Sears announced what has become an epitaph to the once great department store – another quarterly loss. For the third quarter, Sears lost $218 million which is more than $91 million than it lost in 3Q last year. Clearly, Sears is hemorrhaging and it needs to do something or it too will go the way of Circuit City – and it must do something quickly.

Sears blames poor appliance and home improvement sales for the loss. It is even making the unprecedented move of remaining open on Thanksgiving in a frantic effort to bolster 4Q revenue. It seems to me that, if it is having problems getting people in the store on a regular day, I doubt many consumers will rush out of their Thanksgiving holiday meals and celebrations to go to Sears. (It actually might work if Sears had a brand whose meaning had permission to be a destination on a holiday.)

Sears executives can blame a poor economy all they want for their increasing losses.  They can blame the economy until investors run out of of patience (or cash) and the once-great icon of retail falls, leaving carcasses of retail space and an unemployed workforce in its wake.

It would be naive of me to suggest that the faltering economy is not a contributing factor to the problems at Sears. In fact, the faltering economy is the very thing that magnifies the problems at Sears (and many other companies for that matter), which is its lack of ability to create and sustain preference.

In a good economy, this inability to create and sustain preference is not as acute of an issue as revenues from sales and promotions can often mask the bigger problem.  But when the economy is off and people are being more particular about where and how they spend their money, preference is often the difference between survival and failure.

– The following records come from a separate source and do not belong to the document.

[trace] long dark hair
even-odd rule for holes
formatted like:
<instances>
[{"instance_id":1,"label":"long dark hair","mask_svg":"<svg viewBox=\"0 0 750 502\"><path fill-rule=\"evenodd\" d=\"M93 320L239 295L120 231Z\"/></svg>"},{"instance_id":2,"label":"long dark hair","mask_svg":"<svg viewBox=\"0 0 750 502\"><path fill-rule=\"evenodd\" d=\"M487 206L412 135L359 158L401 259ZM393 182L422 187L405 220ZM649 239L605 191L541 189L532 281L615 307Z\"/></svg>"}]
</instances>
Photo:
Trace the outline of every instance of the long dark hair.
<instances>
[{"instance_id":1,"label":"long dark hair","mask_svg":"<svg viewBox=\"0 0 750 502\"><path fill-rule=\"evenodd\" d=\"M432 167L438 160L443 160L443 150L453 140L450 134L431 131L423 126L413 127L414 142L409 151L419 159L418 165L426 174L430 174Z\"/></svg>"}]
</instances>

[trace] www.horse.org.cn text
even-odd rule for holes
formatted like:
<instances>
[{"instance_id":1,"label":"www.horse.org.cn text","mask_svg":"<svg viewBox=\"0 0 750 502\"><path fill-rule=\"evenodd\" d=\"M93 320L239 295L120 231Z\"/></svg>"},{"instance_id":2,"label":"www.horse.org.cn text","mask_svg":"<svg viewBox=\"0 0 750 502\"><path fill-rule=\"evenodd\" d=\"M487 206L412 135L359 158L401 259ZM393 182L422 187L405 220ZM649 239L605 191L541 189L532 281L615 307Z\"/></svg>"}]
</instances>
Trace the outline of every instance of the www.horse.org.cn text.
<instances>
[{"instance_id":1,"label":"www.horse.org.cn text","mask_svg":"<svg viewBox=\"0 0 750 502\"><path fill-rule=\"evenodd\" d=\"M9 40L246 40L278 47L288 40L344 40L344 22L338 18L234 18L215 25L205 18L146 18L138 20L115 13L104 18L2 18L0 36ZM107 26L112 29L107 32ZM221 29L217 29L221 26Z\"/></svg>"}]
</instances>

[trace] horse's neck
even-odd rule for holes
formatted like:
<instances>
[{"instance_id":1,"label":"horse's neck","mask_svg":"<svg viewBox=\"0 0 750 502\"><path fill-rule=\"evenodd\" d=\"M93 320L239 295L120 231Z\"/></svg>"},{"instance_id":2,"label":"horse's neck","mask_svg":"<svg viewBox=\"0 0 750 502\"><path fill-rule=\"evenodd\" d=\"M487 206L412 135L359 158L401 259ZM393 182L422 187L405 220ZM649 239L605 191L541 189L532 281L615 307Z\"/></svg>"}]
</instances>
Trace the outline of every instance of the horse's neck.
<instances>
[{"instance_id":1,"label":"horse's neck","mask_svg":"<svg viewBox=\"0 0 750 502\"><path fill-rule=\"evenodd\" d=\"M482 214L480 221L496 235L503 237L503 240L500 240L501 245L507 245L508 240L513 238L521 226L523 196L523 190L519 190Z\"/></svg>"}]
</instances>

This lack of preference has a snowball effect. I drove by our local Sears on Tuesday and counted five cars in the parking lot. Ever pulled up to a restaurant with no cars in the parking lot? Did you go in and have dinner?

Throughout the last few years, we at Stealing Share have talked to great length about Sears and the problems it faces. We believe we have a strategy that can give it exactly what it is missing – preference and a reason to go to the store. This does not involve changing Sears’ advertising agency or hiring a social media expert to create a silly viral video or Facebook page.  It involves two things:  1. A willingness to change. 2.  A real desire to win.

By continuing to do what Sears has always done will only bring it to the same place – a continuation of hemorrhaging cash. Open yourself up to change, and embrace the opportunity the market is giving you and, not only will you survive the down economy, you will flourish.